Officers, directors and employees of Dajwood Pty Ltd will often come in contact with, or have possession of proprietary, confidential or business sensitive information and must take appropriate steps to assure that such information is strictly safeguarded. This information whether it is on behalf of our company or any of our clients or affiliates - could include strategic business plans, operating results, market strategies, customer lists, personnel records, upcoming acquisitions and divestitures, new investments, and manufacturing costs, processes and methods. Proprietary, confidential and sensitive business information about this company, other companies, individuals and entities should be treated with sensitivity and discretion and only be disseminated on a need to know basis.

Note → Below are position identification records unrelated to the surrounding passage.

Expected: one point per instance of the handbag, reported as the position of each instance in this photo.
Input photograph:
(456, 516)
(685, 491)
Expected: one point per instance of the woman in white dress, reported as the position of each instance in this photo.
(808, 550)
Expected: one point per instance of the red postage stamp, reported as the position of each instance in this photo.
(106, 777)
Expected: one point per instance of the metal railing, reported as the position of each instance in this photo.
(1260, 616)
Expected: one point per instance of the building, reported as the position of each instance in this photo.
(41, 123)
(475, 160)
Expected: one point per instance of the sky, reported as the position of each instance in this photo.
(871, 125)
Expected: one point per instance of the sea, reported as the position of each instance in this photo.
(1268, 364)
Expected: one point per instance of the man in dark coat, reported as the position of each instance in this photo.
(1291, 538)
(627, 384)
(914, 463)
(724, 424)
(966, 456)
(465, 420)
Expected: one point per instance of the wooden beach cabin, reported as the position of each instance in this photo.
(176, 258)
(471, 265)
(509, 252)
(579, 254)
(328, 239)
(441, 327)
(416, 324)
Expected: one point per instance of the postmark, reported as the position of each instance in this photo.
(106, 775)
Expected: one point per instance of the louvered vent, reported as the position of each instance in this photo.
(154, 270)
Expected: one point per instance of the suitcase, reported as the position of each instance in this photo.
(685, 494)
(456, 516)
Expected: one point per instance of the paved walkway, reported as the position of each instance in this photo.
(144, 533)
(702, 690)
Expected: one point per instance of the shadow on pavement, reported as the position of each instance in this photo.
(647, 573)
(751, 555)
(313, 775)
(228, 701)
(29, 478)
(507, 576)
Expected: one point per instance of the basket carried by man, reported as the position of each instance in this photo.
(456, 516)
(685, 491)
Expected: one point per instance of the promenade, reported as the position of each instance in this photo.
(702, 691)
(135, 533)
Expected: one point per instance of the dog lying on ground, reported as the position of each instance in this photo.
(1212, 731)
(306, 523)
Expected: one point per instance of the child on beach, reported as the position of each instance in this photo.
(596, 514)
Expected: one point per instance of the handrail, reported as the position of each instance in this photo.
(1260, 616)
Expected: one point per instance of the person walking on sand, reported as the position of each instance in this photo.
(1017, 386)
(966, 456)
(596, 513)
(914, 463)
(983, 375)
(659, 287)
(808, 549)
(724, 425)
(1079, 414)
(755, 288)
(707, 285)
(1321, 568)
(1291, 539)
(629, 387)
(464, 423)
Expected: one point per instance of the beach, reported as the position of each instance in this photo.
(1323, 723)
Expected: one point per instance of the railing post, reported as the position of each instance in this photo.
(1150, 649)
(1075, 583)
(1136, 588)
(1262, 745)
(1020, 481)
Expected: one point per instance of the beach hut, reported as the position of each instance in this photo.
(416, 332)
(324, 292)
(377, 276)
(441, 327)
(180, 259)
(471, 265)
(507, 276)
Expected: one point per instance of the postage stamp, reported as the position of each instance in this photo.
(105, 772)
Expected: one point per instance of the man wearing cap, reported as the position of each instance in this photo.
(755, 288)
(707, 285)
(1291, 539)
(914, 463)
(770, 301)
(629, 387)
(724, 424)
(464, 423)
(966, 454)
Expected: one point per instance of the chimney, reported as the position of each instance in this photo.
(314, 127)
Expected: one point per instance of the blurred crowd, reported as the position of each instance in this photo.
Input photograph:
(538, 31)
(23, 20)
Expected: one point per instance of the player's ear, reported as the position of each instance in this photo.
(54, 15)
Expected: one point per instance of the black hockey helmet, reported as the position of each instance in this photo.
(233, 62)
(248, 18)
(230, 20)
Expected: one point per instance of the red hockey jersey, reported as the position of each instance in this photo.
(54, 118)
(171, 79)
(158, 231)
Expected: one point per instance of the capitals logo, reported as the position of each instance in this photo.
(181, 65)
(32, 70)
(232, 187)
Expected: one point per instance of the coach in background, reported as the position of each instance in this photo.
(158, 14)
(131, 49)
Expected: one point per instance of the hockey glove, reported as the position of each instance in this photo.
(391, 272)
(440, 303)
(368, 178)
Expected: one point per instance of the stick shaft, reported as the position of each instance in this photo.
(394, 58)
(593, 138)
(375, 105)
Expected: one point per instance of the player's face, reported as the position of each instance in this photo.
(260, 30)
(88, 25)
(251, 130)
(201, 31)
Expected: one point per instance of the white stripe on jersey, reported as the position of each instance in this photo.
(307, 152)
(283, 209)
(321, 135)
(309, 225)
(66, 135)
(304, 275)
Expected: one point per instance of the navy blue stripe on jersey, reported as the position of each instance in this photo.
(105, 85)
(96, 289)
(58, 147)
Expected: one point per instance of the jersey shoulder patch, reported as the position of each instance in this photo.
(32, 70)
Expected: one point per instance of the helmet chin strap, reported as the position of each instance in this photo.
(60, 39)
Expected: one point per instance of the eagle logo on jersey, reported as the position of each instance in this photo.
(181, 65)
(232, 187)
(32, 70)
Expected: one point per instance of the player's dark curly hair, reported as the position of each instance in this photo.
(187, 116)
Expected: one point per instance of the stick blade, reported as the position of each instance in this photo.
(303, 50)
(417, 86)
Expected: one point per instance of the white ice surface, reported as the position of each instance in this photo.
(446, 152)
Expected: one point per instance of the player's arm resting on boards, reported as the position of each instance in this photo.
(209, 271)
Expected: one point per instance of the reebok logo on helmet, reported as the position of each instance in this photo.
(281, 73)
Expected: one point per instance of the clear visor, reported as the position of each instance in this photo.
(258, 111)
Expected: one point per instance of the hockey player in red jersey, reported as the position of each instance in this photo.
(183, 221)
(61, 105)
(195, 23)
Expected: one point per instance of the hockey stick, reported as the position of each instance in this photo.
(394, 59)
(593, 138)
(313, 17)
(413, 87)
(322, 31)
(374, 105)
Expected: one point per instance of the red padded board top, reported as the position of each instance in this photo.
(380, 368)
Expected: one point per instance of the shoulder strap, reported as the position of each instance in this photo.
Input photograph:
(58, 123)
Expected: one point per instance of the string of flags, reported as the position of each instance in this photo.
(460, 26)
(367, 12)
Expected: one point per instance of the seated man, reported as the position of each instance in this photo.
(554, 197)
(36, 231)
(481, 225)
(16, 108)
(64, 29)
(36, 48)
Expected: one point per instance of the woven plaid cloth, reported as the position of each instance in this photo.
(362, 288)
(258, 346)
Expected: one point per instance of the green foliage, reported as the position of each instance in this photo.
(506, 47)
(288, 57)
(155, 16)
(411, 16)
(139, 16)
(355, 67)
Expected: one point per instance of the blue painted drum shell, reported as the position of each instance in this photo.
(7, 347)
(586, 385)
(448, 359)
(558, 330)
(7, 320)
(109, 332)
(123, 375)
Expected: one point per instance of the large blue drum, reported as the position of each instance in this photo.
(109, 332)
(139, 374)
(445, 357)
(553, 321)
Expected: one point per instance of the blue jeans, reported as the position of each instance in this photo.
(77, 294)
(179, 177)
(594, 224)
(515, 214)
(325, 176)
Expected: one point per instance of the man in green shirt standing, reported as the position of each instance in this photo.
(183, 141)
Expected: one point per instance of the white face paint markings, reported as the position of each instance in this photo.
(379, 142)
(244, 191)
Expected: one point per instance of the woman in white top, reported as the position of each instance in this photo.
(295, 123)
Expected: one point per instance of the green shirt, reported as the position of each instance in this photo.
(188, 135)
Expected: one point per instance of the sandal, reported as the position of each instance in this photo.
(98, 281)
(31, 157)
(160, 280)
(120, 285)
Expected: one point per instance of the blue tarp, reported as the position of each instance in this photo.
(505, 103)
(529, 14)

Misuse of material inside information in connection with trading in the company's securities can expose an individual to civil liability and penalties. Directors, officers and employees in possession of material information not available to the public are 'insiders, Spouses, friends, suppliers, brokers and other outside of the company who may have acquired the information directly or indirectly from a director, officer or employee are also 'insiders' '. The Act prohibits insiders from trading in, or recommending the sale or purchase of the company's security, while such inside information is regarded as 'material', or if it's important enough to influence you and any other person in the purchase or sale of security's of any company with which we do business which could be affected by the inside information. The following guidelines should be followed in dealing with inside information:


  • Until the material information has been publicly released by the company, an employee must not disclose it to anyone except those within the company whose positions require use of the information.
  • Employees shall not buy or sell securities of another corporation, the value of which is likely to be affected by an action by the company of which the employee is aware and which has not been publicly disclosed.


Officers, directors and employees will seek to report all information accurately and honestly and as otherwise required by application reporting requirements.


Officers, directors and employees will refrain from gathering competitor intelligence by illegitimate means and refrain from acting on knowledge which has been gathered in such a manner. The officers, directors and employees of Dajwood Pty Ltd will seek to avoid exaggerating or disparaging comparisons of the service and competence of their competitors.


Officers, directors and employees will obey all Equal Employment Opportunity lays and act with respect and responsibility toward others in all their dealings.


Officers, directors and employees will remain personally balanced so that their personal life will not interfere with their ability to deliver quality products or services to the company and its clients. Officers, directors and employees agree to disclose unethical, dishonest, fraudulent and illegal behaviour, or the violation of the policies and procedures, directly to management.


Violations of the Code of Ethics can result in discipline, including possible termination. The degree of discipline relates in part to whether there was a voluntary disclosure or any ethical violation and whether or not the violator cooperated in any subsequent investigation.



Remember that good ethics is good business.